By Gary Stringer, Kim Escue and Chad Keller, Stringer Asset Management
Our outlook for emerging market stocks and bonds has dimmed on a risk-reward basis. Our apprehension is focused on the dramatic increase in China’s level of private sector debt at a time when we view emerging market equity valuations as unattractive. We think the risk-reward tradeoff for emerging market stocks and bonds has become increasingly unappealing.
China’s well-documented real estate boom has been fueled largely by an increase in private sector debt. On one hand, the Chinese government is trying to slow the growing debt issue. On the other hand, the Chinese government is encouraging banks to make loans to other countries with low credit ratings as part of their One Road, One Belt initiative. We think that banks are making risky loans to help advance the government’s political agenda, however, this distortion can have severe effects if these risky loans go bad.

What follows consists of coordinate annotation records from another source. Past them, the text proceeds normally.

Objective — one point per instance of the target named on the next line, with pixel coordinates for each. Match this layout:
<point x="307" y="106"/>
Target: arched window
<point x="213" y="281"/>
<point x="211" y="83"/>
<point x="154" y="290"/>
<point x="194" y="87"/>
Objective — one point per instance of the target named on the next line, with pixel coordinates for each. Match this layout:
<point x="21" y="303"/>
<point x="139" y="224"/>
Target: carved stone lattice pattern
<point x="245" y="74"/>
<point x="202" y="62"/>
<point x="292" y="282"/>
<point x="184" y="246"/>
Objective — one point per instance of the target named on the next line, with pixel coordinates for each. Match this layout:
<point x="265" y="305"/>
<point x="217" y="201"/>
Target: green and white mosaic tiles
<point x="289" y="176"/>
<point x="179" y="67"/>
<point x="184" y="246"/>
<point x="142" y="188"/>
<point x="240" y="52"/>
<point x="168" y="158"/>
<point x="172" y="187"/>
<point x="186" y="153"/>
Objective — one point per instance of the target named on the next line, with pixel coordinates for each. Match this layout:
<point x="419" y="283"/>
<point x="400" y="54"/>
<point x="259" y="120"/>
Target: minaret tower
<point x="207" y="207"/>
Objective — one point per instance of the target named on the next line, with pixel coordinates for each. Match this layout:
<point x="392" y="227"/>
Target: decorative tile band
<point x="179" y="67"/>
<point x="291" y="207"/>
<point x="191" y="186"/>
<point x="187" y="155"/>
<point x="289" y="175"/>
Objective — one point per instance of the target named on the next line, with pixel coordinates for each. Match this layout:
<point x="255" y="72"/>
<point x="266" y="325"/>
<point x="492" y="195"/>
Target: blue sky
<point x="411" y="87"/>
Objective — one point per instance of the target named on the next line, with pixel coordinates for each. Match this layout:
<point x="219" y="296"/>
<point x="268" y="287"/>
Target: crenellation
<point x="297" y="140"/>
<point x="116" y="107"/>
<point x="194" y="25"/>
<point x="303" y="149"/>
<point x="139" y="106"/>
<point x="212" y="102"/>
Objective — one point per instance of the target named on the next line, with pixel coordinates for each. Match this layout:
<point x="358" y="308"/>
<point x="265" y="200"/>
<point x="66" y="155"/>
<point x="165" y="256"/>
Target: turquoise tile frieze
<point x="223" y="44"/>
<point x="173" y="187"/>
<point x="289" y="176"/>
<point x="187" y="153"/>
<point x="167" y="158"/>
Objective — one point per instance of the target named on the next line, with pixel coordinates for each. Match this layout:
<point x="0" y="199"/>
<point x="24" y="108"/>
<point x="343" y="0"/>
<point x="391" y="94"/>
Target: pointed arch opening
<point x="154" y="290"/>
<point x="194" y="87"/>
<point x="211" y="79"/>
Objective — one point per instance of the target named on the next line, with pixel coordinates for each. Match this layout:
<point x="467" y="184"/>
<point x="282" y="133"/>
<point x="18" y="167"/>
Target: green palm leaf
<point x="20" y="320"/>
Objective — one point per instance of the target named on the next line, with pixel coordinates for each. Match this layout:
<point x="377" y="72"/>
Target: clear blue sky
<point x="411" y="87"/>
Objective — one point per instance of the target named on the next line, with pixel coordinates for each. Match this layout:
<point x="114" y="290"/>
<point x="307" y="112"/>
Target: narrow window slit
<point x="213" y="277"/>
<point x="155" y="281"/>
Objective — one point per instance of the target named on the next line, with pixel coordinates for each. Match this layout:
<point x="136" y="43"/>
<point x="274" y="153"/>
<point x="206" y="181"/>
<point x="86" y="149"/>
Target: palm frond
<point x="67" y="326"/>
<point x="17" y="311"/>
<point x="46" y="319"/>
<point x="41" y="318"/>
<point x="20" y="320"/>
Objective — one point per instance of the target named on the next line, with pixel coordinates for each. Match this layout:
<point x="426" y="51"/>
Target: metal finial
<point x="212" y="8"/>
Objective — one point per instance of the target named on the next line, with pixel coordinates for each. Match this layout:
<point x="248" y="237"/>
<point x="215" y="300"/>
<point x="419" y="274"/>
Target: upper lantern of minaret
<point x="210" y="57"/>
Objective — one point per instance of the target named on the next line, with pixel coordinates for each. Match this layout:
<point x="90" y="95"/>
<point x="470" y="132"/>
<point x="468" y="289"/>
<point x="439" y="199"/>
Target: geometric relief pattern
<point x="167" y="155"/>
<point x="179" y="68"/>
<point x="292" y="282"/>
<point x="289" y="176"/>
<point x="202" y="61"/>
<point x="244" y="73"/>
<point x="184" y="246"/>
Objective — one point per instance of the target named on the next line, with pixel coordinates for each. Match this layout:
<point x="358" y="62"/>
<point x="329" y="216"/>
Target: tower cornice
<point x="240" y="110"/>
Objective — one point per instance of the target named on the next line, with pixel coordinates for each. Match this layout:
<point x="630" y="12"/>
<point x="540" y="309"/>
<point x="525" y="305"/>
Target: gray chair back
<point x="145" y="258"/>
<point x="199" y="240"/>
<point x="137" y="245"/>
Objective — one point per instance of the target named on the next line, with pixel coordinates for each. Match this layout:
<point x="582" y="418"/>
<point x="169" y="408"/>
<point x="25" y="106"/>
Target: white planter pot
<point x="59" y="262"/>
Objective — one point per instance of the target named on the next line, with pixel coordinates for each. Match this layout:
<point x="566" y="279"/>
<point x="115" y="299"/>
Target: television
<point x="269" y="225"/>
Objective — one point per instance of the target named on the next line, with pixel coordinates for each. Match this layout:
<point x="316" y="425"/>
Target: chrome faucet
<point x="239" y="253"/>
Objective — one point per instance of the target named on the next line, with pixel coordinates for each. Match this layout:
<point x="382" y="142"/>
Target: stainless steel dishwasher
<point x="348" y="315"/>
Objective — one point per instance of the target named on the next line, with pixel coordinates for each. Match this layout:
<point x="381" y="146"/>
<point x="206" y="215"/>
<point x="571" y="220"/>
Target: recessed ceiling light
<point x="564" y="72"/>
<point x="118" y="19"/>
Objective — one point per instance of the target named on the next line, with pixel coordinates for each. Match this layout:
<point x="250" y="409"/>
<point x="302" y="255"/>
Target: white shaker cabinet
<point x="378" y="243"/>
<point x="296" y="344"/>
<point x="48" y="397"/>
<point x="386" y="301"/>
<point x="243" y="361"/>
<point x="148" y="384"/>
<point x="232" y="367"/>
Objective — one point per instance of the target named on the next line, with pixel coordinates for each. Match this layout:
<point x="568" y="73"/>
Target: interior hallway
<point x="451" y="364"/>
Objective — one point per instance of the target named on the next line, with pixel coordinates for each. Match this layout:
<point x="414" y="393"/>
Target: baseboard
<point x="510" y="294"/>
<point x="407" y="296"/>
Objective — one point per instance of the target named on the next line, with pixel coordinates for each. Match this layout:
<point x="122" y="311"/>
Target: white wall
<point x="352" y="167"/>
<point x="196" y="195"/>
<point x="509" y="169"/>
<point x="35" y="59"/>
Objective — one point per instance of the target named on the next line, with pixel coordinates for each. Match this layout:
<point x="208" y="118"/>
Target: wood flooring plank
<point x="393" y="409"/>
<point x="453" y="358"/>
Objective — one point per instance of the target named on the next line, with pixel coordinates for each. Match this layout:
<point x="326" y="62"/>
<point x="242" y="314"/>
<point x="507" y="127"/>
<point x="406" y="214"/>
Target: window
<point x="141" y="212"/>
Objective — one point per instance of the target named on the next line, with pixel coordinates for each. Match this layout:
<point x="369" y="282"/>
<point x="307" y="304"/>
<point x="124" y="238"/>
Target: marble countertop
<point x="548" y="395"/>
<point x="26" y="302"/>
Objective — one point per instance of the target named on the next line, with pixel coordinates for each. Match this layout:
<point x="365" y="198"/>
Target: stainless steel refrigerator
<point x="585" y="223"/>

Domestically, retail investors in China have been loading up on “wealth management products” (WMPs), which have attractive yields but are backed by risky assets. Recent estimates suggest that nearly 56% of these assets are invested in China’s debt market, typically using leverage to enhance the return. Their market has grown quickly with small city and rural banks participating much more than the large state banks. Here too, the Chinese government has moved to stem this practice, but the burden on these smaller banks has already increased risk.